In een recent rapport met welbestudeerde inschattingen van de US Geological Survey bleek dat ten Noorden van de Poolcirkel 13 % van ’s werelds oliereserves (90 miljard vaten) bevindt en maar liefst 30 % (1 670 biljoen kubieke meter) van de mondiale gasvoorraden. Gezien de toegankelijkheid van deze reserves door het smelten van de ijskappen steeds groeit, zal de strijd voor deze grondstoffen enkel toenemen.
Graag kreeg ik ruime, actuele en gefundeerde antwoorden op volgende vragen :
1.Hoeveel nieuwe zeestraten vormen zich rond het Noordpoolgebied ?
2.Welke is de exacte houding van bovengenoemde staten ten aanzien van de Noord-West-passage en de Noord-Oost-passage ?
3.Welke landen uiten/uitten welke claims op deze twee straten ?
4.Welke is het veiligheidsrisico van deze straten ?
5.Welke mogelijke conflicten zijn aan deze nieuwe straten en passages verbonden ?
6.Welke territoriale claims zijn inzake bodems gelinkt aan de continentale plateaus?

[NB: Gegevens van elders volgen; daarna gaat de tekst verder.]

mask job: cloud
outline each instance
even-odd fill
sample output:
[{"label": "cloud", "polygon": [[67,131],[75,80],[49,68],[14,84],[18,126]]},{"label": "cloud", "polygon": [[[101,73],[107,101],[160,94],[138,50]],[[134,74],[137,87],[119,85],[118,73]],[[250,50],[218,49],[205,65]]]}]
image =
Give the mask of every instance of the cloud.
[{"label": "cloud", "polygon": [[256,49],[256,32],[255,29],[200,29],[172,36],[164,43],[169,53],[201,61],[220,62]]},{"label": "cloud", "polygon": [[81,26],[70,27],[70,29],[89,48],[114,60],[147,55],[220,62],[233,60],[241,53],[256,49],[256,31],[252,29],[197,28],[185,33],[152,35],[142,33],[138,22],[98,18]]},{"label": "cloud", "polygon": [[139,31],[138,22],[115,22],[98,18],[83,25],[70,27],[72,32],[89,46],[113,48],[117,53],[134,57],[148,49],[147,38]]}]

Wie claimt wat van bovengenoemde staten ?
7.Inzake bodemkwesties is er een akkoord, of één in de maak, betreffende exploitatie en afbakening van zowel gebieden boven de zeespiegel en de bodem ?
8.Welke afbakening is volgens België de juiste ?
9.Hoe ver gaat de claim van Rusland op de Lomonosov-rug ?
10.Zijn er actueel nieuwe militaire installaties of basissen in opbouw, in welke vorm dan ook, van bovengenoemde landen ?
11.Zijn er nieuwe ontginningsgebieden in de het Noordpoolgebied waar de exploitatie van gas of olie net begonnen zijn ?
12.Wat is de houding van België als NAVO-lid ten aanzien van deze ontwikkelingen ?
13.Hoe ver staat Finland met zijn ambities tot lidmaatschap van de NAVO ?
14.Wat is de houding van België ten aanzien van deze ontwikkelingen ?
15.Hoe schat de geachte minister de ontwikkelingen de komende jaren in op vlak van territoriale disputen, op vlak van energievoorziening en op vlak geostrategische relaties tussen bovengenoemde staten ?
Gelet op de specificiteit van zijn vragen wordt het geachte lid voorgesteld deze te richten tot de minister van Buitenlandse Zaken, die in deze materie bevoegd is.